Google’s AI translation tool seems to have invented its own secret language
techcrunch.comOn the downside, it's just a loop of Bender saying, "Kill all humans." Kidding aside though, the last bits of the article seem to spell out a future in which, for better or worse, we don't really understand what's under the hood, completely. What exactly is the implication, crazy extremes aside, of systems which essentially build their own black boxes?
A few days ago I found an Asimov story, The Last Question[1] on the comments on some other HN post. The story talks about computers which are far more advanced than today's and no human can completely understand their inner workings.
I think, even today, a modern microprocessor is out of the reach of any single human to fully comprehend. This is definitely the case for the extremely vast field of computer science.
Maybe the future of computing and artificial intelligence are systems that are in our capability to build but beyond our understanding of why they do what they do!
Is it a matter of the interplay between algorithm and mix of data being too complex for a human to know and predict the state? All outputs of the system are still theoretically predictable and reproducible (given the time/resources to reproduce the inputs), right?
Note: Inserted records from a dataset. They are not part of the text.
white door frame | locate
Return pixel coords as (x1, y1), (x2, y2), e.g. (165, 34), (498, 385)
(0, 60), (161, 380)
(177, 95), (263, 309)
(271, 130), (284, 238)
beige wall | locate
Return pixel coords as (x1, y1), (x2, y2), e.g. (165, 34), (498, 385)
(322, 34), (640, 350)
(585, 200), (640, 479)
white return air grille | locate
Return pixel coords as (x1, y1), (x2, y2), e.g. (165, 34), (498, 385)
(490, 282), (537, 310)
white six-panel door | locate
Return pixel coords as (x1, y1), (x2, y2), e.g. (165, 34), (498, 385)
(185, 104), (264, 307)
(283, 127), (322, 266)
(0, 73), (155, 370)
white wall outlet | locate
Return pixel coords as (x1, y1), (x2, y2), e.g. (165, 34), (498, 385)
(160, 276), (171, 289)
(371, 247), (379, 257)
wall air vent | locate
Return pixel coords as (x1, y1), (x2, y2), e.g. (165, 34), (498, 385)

This is flagged as a [dupe]; it would be useful to have automated links to the previous discussion in HN, maybe in the [dupe] tag.
I'll now go search for the previous discussion. The "past" link does not yield any results, and even searching for the TC URL does not find it.
It's a discussion of the google blog post linked in the techcrunch article (which arguably just reports on that article, and thus maybe shouldn't have been submitted): https://news.ycombinator.com/item?id=13018201
Yes, exactly! Thanks!
But is it coördinate or compound multilingualism?